Throughout her life (Riding) Jackson was convinced that the marginalization of femininity was one of the gravest mistakes of humankind. In The Telling she returns to that thought, assigning women a privileged place as the silent bearers of truth – the hostesses of being. She writes: “Most mute, as rememberers of First Things and perceivers of Last Things, and knowers of ourselves as that in which First and Last are bound together, are women” (47). The sexual difference is considered by the author as the primary antagonism, the emergence of which the poet Laura Riding depicted, for instance, in a story titled “Eve's Side of It.” It is the “man-part of ourselves” who is “the harborer of the force” of this antagonism (The Telling 49). That is (Riding) Jackson's description of misogyny, embraced by the philosophers from Plato to Nietzsche, but rejected by Derrida. In (Riding) Jackson's view an alternative to patriarchy is not feminism which would emphasize the feminine difference and simply reverse the direction of violence because that would be mere anarchism, whereas more-than-anarchism is needed. What has to be uncovered is, once again, the sense of the Whole. (Riding) Jackson writes:

Foresense of Being-made-whole-in-us sits secret in women, in the mute mind of their kinship; and they listen for the call within this, and with this will they hear it – even above the clatter that rises from their garrulity of heart (which is but a cheerful defiance of free souls offered to their confinement). And they will respond to the call from another world, go to another world, to speak, that will be whole, because of their responding, and because of the calling. They will have risked the other world's not being whole, not anything – and the half-world lost. Thus shall the woman-part and the man-part make each other free; thus shall we, men and women, locked in the intricacy of being men and women, free ourselves to be ourselves. (50)
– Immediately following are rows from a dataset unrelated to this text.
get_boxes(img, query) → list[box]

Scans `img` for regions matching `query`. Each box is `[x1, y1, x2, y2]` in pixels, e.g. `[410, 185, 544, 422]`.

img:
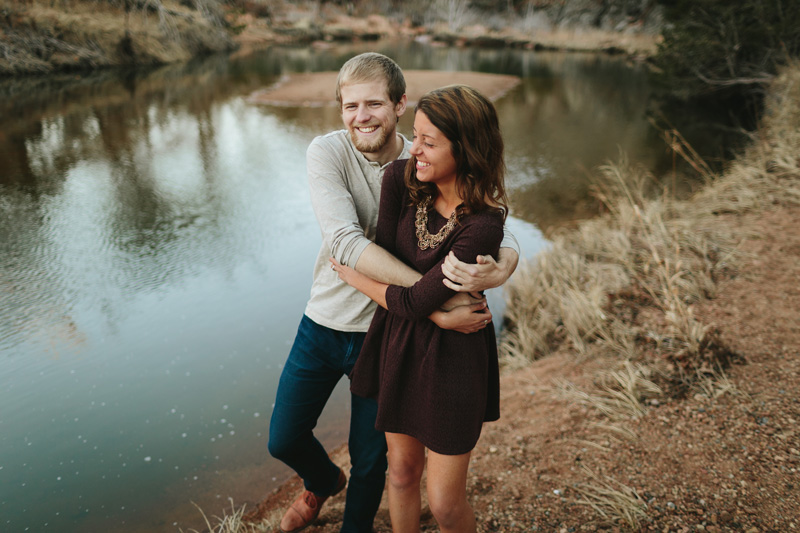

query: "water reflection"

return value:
[0, 42, 735, 532]
[498, 54, 663, 228]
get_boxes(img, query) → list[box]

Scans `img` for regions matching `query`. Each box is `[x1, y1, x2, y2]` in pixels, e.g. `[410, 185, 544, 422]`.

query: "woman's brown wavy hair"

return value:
[404, 84, 508, 221]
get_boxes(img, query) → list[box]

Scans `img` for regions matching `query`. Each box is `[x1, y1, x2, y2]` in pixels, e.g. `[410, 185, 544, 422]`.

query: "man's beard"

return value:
[349, 125, 389, 153]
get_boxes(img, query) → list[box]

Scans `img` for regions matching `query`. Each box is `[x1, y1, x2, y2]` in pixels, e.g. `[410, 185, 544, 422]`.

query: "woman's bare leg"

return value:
[385, 432, 425, 533]
[426, 450, 477, 533]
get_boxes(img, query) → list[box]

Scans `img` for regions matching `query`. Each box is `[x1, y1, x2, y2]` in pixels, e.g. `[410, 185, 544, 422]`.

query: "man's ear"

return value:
[395, 94, 408, 119]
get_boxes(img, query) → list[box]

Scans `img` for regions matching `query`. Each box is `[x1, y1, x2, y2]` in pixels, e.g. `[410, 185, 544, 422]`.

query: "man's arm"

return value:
[307, 137, 374, 268]
[340, 253, 491, 334]
[354, 242, 421, 287]
[309, 142, 485, 330]
[356, 242, 485, 311]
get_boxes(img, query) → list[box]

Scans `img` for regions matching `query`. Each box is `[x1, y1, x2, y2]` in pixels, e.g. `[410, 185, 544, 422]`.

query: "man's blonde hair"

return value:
[335, 53, 406, 106]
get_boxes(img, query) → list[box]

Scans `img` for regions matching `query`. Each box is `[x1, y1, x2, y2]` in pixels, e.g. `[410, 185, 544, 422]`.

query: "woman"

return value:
[331, 84, 508, 532]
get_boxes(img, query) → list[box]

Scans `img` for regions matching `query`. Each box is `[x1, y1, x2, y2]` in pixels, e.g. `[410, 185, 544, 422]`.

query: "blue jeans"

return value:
[268, 315, 387, 533]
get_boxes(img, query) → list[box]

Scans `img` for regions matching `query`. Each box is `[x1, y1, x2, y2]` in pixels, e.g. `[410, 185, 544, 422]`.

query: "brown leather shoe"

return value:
[278, 468, 347, 533]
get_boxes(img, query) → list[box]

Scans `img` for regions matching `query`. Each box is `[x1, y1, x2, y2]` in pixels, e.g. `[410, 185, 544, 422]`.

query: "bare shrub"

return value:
[432, 0, 475, 31]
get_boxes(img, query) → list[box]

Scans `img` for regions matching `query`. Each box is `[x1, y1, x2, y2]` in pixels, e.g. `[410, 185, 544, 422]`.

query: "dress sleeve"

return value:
[385, 215, 504, 321]
[374, 160, 407, 255]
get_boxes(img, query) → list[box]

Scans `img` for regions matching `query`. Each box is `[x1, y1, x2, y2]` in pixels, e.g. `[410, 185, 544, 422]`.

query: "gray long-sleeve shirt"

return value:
[304, 130, 410, 332]
[304, 129, 519, 333]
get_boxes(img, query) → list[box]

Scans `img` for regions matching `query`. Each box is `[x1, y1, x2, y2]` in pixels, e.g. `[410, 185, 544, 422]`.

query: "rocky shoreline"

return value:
[1, 1, 661, 77]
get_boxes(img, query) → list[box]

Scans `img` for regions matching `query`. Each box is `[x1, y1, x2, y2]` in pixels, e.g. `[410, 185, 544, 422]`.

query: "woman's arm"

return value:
[383, 218, 504, 321]
[333, 256, 493, 333]
[341, 161, 500, 325]
[330, 258, 388, 309]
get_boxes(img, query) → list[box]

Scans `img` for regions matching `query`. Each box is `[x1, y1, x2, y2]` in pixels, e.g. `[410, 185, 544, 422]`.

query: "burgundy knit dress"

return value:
[350, 159, 503, 456]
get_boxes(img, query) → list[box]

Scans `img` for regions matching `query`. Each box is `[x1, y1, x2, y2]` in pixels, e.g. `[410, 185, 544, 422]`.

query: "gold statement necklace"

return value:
[415, 197, 458, 250]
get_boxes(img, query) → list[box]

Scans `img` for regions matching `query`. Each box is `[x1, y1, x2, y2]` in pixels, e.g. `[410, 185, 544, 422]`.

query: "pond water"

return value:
[0, 41, 719, 532]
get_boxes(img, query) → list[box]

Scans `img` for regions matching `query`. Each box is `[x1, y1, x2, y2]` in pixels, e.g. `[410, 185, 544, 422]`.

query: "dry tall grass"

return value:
[500, 60, 800, 529]
[501, 61, 800, 391]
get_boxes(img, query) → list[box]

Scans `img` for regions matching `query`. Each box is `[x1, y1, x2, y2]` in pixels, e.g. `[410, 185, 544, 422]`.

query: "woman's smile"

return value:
[410, 111, 457, 186]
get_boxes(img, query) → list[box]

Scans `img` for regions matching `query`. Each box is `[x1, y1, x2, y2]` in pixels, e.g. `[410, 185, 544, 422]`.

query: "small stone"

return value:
[489, 446, 498, 453]
[667, 501, 676, 510]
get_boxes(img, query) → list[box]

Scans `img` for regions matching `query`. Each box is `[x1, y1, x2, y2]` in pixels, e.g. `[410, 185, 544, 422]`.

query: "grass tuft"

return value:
[573, 465, 648, 529]
[184, 499, 278, 533]
[556, 361, 661, 422]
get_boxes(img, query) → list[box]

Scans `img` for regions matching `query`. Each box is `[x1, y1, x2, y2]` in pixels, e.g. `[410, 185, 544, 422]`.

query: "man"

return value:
[268, 53, 519, 533]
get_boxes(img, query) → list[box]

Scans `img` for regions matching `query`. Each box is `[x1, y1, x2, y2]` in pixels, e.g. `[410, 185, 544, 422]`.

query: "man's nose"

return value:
[355, 105, 370, 123]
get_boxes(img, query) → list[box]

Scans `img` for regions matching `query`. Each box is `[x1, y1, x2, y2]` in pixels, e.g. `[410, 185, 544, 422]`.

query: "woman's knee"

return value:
[387, 455, 423, 490]
[427, 491, 469, 528]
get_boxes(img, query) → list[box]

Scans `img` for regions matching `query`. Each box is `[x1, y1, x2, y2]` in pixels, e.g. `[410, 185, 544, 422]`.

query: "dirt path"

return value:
[242, 204, 800, 531]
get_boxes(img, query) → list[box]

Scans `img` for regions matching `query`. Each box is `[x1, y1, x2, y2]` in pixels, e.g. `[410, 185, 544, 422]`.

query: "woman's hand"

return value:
[439, 291, 485, 312]
[330, 257, 360, 287]
[429, 303, 492, 334]
[330, 257, 389, 309]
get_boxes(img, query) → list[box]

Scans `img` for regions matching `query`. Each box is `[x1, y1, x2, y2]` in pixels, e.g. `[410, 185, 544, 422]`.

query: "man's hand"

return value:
[441, 250, 516, 292]
[429, 302, 492, 334]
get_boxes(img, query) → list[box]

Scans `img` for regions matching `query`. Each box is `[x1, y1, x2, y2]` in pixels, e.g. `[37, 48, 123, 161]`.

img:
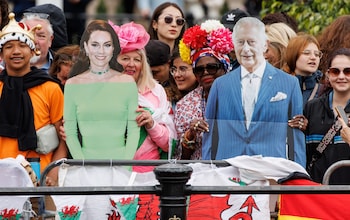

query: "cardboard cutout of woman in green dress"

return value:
[64, 20, 140, 160]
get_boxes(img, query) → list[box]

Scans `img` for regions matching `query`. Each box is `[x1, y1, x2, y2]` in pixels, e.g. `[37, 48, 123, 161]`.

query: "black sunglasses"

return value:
[193, 63, 223, 77]
[164, 16, 185, 26]
[328, 67, 350, 76]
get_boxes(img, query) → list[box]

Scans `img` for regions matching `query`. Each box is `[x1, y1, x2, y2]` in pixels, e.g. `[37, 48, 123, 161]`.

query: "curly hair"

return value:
[317, 15, 350, 74]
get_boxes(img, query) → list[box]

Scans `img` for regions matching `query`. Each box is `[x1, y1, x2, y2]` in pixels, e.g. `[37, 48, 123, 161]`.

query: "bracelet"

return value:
[184, 130, 196, 142]
[182, 130, 196, 150]
[181, 140, 195, 150]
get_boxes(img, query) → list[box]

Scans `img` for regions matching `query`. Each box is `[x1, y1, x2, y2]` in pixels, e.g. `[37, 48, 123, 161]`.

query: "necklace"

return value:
[89, 67, 110, 75]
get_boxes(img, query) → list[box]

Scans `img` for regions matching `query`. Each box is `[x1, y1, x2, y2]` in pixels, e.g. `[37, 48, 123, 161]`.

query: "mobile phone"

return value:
[335, 106, 348, 125]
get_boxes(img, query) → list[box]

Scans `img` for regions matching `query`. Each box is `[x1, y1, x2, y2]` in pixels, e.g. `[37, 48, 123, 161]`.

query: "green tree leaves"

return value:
[261, 0, 350, 36]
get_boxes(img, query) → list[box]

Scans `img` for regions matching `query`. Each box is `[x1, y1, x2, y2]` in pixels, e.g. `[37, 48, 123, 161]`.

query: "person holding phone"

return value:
[339, 117, 350, 145]
[304, 48, 350, 184]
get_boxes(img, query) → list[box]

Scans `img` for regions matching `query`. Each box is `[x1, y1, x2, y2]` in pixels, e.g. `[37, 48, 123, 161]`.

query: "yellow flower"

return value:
[179, 39, 192, 64]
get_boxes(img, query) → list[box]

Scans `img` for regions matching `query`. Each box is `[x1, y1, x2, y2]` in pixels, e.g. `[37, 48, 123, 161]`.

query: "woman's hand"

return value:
[190, 119, 209, 133]
[339, 117, 350, 145]
[45, 176, 58, 186]
[288, 114, 308, 131]
[136, 108, 154, 129]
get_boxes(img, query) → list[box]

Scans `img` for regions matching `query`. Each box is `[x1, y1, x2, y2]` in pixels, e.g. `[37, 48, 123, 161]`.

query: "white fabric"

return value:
[225, 155, 309, 184]
[187, 163, 270, 219]
[53, 163, 158, 220]
[0, 157, 34, 216]
[52, 157, 293, 219]
[52, 156, 308, 219]
[138, 84, 177, 158]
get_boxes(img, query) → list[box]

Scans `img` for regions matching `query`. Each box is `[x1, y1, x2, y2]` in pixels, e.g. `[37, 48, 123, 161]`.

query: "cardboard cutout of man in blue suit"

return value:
[202, 17, 306, 167]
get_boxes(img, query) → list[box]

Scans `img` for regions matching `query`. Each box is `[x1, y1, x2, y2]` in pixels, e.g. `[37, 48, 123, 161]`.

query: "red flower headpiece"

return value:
[179, 20, 234, 68]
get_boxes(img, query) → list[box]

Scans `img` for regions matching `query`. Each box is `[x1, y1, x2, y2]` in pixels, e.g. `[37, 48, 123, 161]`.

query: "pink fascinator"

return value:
[109, 21, 150, 53]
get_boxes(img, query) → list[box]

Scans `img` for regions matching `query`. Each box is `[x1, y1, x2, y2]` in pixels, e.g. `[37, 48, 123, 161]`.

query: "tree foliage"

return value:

Laura (Riding) Jackson's project may sound utopian to some of her readers. If that is so, it is because her thought is grounded in a faith that few of us share today: the faith in natural “language-wisdom” as she put it in Rational Meaning: A New Foundation for the Definition of Words written in collaboration with her husband Schuyler Jackson. In that posthumously published work [1997], the authors expressed the conviction that people “innately posses” what they describe as “a recognition of the existence of a relationship between them and their words, and a comprehension of its being governed by certain principles – simple, fact-like principles” This conviction is what most significantly differs (Riding) Jackson's work discussed here from the philosophical tradition I evoked in order to initiate a friendly conversation. While sharing in this faith is perhaps a precondition for an unquestioning acceptance of the entirety of (Riding) Jackson's work, much it will ring vitally true even to non-believers, such as the author of the present text. Moreover, at a time when not only our spiritual, but also our material home is beginning to crumble, we can hardly afford to reject utopias. After all, is not any suggestion of a possibility of a fundamental change in the human condition utopian? And yet, changes do occur. It is not brutal, revolutionary changes that are required but rather something in the order of good housekeeping. The Telling teaches us precisely that: it is an invitation to share in the responsibility of looking after our human dwelling.
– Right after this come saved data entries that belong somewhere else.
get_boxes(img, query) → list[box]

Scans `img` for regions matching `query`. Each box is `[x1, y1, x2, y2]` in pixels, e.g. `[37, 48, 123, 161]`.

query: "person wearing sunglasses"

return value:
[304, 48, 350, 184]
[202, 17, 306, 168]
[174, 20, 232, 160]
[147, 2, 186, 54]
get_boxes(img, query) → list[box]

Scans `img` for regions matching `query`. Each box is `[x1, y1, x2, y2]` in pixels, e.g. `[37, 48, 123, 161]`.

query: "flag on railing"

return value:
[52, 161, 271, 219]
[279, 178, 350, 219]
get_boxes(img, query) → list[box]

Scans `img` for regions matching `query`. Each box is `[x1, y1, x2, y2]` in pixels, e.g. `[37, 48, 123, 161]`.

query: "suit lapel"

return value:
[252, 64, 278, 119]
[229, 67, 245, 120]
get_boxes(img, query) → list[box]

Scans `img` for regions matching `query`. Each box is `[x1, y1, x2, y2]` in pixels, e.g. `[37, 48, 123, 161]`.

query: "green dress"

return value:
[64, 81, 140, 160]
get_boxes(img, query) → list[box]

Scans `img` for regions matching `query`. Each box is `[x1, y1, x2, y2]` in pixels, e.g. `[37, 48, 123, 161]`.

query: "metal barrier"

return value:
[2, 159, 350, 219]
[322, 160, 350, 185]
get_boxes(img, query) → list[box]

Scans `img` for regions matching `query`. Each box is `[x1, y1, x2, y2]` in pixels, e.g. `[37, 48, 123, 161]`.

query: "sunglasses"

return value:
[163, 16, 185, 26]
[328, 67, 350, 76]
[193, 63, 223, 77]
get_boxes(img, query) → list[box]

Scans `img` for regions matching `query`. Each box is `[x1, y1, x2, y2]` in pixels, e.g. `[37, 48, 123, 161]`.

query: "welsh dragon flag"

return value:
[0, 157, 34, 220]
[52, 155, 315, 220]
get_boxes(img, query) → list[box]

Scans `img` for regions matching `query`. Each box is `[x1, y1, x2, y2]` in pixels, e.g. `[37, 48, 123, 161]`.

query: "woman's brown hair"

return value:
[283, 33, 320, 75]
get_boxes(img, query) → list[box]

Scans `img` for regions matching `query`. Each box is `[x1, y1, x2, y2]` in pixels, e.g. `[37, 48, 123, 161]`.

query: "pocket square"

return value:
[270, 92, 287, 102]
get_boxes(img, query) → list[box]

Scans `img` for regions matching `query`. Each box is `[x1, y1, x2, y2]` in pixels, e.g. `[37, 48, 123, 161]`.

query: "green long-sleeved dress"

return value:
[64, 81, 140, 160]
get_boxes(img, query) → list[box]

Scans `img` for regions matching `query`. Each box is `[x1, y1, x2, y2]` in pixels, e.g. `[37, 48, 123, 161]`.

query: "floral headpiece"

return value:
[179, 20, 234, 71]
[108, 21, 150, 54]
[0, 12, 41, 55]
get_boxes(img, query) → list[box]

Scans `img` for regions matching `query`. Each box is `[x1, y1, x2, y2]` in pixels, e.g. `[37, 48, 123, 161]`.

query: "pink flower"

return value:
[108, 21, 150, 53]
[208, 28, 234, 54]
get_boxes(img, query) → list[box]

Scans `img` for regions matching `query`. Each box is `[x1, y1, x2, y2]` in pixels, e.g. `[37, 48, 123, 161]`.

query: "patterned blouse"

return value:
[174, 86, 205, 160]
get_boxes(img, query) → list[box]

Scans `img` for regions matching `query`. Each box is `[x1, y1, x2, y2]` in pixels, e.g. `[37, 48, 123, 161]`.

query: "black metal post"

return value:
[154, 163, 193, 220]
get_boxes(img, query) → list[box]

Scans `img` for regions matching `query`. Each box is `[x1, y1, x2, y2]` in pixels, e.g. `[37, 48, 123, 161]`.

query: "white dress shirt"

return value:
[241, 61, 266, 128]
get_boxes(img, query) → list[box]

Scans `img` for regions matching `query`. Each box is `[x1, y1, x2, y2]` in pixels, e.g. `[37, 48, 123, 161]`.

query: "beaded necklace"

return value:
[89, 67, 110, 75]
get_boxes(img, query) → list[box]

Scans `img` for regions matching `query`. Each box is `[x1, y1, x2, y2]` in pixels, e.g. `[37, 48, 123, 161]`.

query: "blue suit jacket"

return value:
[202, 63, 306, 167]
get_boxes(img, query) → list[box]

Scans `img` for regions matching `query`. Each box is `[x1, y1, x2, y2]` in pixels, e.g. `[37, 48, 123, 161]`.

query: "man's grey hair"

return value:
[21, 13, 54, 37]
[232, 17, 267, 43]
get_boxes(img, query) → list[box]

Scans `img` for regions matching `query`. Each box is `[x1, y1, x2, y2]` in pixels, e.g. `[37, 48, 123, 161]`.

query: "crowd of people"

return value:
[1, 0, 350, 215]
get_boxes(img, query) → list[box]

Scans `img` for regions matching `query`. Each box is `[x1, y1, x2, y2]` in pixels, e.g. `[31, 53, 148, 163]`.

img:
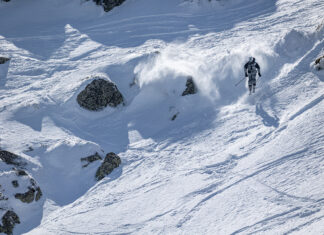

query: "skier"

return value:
[244, 57, 261, 94]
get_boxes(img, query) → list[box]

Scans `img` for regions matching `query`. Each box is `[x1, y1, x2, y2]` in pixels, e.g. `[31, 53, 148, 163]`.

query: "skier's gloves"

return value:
[258, 73, 261, 77]
[245, 73, 248, 77]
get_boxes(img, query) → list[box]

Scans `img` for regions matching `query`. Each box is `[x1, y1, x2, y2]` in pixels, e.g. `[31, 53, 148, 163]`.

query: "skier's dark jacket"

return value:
[244, 60, 260, 77]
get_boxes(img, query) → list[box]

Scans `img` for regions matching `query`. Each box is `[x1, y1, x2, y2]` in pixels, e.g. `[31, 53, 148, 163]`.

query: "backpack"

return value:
[247, 62, 257, 74]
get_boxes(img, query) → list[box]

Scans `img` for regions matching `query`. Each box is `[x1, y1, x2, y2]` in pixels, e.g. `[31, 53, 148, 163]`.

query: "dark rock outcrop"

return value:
[77, 78, 124, 111]
[182, 76, 197, 96]
[0, 150, 26, 167]
[0, 210, 20, 235]
[102, 0, 126, 12]
[15, 187, 35, 203]
[0, 150, 42, 234]
[35, 187, 42, 201]
[15, 185, 42, 203]
[81, 152, 102, 168]
[30, 178, 42, 201]
[92, 0, 126, 12]
[0, 57, 10, 64]
[14, 169, 27, 176]
[315, 55, 324, 70]
[95, 152, 121, 181]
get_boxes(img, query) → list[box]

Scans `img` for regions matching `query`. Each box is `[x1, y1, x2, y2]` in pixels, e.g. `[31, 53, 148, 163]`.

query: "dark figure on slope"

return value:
[244, 57, 261, 94]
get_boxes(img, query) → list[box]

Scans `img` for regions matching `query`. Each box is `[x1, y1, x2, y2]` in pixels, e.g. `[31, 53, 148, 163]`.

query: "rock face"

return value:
[77, 78, 124, 111]
[0, 57, 10, 64]
[315, 55, 324, 70]
[95, 152, 121, 181]
[0, 211, 20, 235]
[81, 152, 102, 168]
[182, 76, 197, 96]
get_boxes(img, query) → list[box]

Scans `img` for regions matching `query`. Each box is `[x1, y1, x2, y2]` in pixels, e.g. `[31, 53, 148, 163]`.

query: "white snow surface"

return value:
[0, 0, 324, 234]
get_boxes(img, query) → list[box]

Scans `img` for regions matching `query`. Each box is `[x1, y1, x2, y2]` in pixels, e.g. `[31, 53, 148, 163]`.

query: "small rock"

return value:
[315, 55, 324, 70]
[171, 112, 179, 121]
[15, 187, 35, 203]
[182, 76, 197, 96]
[11, 181, 19, 188]
[95, 152, 121, 181]
[0, 57, 10, 64]
[0, 210, 20, 235]
[77, 78, 124, 111]
[315, 55, 324, 64]
[81, 152, 102, 168]
[14, 169, 27, 176]
[0, 192, 8, 201]
[25, 146, 34, 152]
[30, 178, 36, 186]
Laura (Riding) Jackson writes: “In the very telling of our story to one another is the crux of salvation: as we speak it true, we have new being, and are in the new time...” (The Telling 37). Our story is still missing, it is still waiting to be told. That it be told is of fundamental importance: it is our first responsibility to each other. The missing story is nothing less than the “home of our thought” (The Telling 21): our home. Nobody is allowed to usurp this home for their own egoistic purposes. To quote Emerson again: “it is not mine, or thine, or his, but we are its.” Few thinkers have expressed it as uncompromisingly as Laura (Riding) Jackson.